Tactics for raising orthogonality
- Layer dependencies. Define a directed dependency graph between modules; do not allow cycles.
- Hide implementation behind interfaces. A module's clients depend on its contract, not on its file structure or storage layout.
- Decouple events from handlers. A module that emits an event does not know who reacts to it.
- Avoid global state. Globals couple every module that touches them.
- Inject dependencies. A class that constructs its collaborators is wedded to them; a class that accepts them is reusable.
Reversibility
A close cousin of orthogonality. The Pragmatic Programmer observes that few decisions in software are truly irreversible — but the cost of reversal varies enormously. Designs that locally encapsulate decisions ("which database," "which payment provider," "which auth scheme") preserve the option to change them.

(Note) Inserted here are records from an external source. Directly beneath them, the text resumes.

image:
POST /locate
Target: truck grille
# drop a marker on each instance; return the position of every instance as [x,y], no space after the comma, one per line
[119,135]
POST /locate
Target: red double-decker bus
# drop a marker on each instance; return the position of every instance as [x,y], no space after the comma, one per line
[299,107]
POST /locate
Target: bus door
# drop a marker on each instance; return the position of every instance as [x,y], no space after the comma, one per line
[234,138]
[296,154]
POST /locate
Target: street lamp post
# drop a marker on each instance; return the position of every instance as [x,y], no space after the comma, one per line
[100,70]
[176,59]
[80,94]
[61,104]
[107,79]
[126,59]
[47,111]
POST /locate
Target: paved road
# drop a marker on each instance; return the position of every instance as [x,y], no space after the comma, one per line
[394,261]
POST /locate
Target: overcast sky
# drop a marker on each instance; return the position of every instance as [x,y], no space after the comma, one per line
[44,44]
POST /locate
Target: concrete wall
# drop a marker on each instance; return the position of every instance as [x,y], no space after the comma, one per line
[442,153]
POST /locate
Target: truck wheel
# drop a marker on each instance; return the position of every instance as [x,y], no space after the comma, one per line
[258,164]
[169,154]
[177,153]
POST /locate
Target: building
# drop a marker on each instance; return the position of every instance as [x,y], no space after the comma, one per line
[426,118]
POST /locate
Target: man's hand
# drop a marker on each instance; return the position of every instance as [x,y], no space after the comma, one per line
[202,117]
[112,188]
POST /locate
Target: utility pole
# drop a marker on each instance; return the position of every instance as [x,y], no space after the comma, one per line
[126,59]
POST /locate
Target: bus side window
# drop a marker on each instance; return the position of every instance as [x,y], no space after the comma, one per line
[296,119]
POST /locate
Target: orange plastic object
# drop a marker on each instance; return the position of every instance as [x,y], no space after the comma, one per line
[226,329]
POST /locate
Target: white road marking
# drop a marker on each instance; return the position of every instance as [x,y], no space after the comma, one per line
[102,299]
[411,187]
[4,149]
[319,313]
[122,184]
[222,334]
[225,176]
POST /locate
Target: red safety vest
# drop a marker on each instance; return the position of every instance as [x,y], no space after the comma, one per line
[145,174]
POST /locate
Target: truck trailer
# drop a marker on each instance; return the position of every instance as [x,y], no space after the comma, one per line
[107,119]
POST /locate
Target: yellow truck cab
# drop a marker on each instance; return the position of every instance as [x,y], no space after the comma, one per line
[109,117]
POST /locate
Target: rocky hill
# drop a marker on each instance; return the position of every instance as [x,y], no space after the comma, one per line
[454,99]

The cost of an interface today is usually small; the cost of not having one when the underlying choice changes is usually large.
The opposite anti-pattern is coupling to a vendor: code that uses provider-specific features pervasively, so the provider can never be replaced without rewriting half the system. Even when no replacement is planned, the lock-in itself is a strategic risk.
Levels of Application
DRY and orthogonality apply at every level:
- Within a function. Repeated expressions become local variables or small helpers.
- Within a class. Repeated logic across methods becomes a private helper or a state-machine transition.
- Across classes. Repeated patterns become shared abstractions, decorators, or higher-order functions.
- Across services. Shared schemas, generated clients, and contract tests prevent the same decision from being made twice in two services that disagree.
- Across documentation, code, and configuration. One source of truth, with the others derived.
The principle is the same; only the mechanism changes.
Pre-Commit Checklist
- Does each piece of knowledge in the system have one authoritative source?
- When two pieces of code look the same, are they expressing the same decision or different decisions that happen to look similar?
- Could a change to one decision force changes in many files? If so, where would consolidation help?
- Are constants, schemas, and configuration values defined once and referenced elsewhere?
- Have you avoided abstracting too early — leaving acceptable duplication until the shared shape is clear?